With Zetterberg announcing his decision to end his career, the Red Wings are in a place they haven't been in more than 30 years: There is no clear successor to the captaincy.
Or is there? Many would argue Michigan native Dylan Larkin, 22, is the obvious choice to wear the "C." However, the team could decide to go with a more veteran player such as Justin Abdelkader, or even Niklas Kronwall, although Kronwall is likely to be following Zetterberg out the door soon.
Larkin is indeed a leader for this squad, despite his young age. It wouldn't be surprising to see him gain the designation now, especially since he just signed a new five-year contract to stay in Detroit. The team, however, has to make the decision, and it is up to them to decide if slapping the "C" on Larkin right now is the best thing to do. The added pressure might not be best at this point.

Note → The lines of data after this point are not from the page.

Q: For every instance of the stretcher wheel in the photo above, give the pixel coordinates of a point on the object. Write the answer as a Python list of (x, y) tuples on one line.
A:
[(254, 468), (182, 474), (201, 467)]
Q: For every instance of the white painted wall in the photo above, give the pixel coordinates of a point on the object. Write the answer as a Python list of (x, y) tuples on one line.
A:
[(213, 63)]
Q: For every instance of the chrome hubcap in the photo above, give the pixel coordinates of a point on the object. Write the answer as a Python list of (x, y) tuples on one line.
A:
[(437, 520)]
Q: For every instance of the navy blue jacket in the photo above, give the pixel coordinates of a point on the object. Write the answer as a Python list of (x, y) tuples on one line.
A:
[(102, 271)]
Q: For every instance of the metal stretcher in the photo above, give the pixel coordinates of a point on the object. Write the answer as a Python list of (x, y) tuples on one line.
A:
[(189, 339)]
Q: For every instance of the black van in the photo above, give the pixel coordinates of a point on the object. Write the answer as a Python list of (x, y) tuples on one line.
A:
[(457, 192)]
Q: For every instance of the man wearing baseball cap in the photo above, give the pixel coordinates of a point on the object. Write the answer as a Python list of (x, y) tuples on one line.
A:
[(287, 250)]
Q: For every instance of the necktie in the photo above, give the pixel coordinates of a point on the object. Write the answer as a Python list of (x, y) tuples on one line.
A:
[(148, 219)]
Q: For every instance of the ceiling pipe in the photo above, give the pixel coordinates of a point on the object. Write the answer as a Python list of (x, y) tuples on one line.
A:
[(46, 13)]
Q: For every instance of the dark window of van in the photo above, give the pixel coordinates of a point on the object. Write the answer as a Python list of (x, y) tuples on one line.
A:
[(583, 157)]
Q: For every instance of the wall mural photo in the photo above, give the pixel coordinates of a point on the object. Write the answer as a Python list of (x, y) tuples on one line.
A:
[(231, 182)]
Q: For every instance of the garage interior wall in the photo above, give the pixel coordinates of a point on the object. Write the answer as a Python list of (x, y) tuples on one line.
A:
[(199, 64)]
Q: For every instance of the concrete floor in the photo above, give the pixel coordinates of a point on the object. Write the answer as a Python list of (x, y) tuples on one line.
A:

That's because the Red Wings captain is the face of the franchise. He is the leader on and off the ice. He talks to the officials, he talks to the media and he is expected to be active in the community. Larkin does have all of these attributes. He is an active and vocal leader, and he represents the Red Wings quite well outside of the rink. Yet, so does a player like Abdelkader, who has many more years of experience and already has the alternate captain "A" designation. The difference is Larkin certainly is "the face" of the franchise now, while Abdelkader is not. Larkin also is a key piece for the future, while Abdelkader's career is mostly behind him.
Perhaps the Red Wings will choose to do what the Toronto Maples Leafs have done. The Leafs have not had a captain since 2016 when then-captain Dion Phaneuf was traded to Ottawa. Toronto has chosen to run with three alternates instead of a captain and two alternates. And they will do so again this season despite the presence of young star center Auston Matthews and the addition of now-former New York Islanders captain John Tavares. Veteran Patrick Marleau, Tavares and defenseman Morgan Rielly each will wear the "A," leaving the captaincy open for a later decision. Matthews will play without a letter on his sweater.
The Red Wings could choose to do this while the team goes through a transitional period, not just for the captaincy but for the team overall. The Red Wings are still searching for an identity as they work to move from one era to another. Zetterberg's departure certainly puts a stamp on this transition era. The days of Datsyuk, Zetterberg and Lidstrom are now long gone. It's someone else's team now.
An important point to keep in mind is the beginning of Yzerman's captaincy. It also started during lean transitional years for the Red Wings. When Gare left, coach Jacques Demers decided to name 21-year-old Yzerman the youngest captain in team history. It was a statement, and Yzerman backed it up. In just his second season with the "C" the Red Wings won the division title for the first time in decades. The team turned around under his leadership, and the rest is history. Sometimes it takes a symbolic statement to spark a new era.
Could this be a similar situation with Larkin?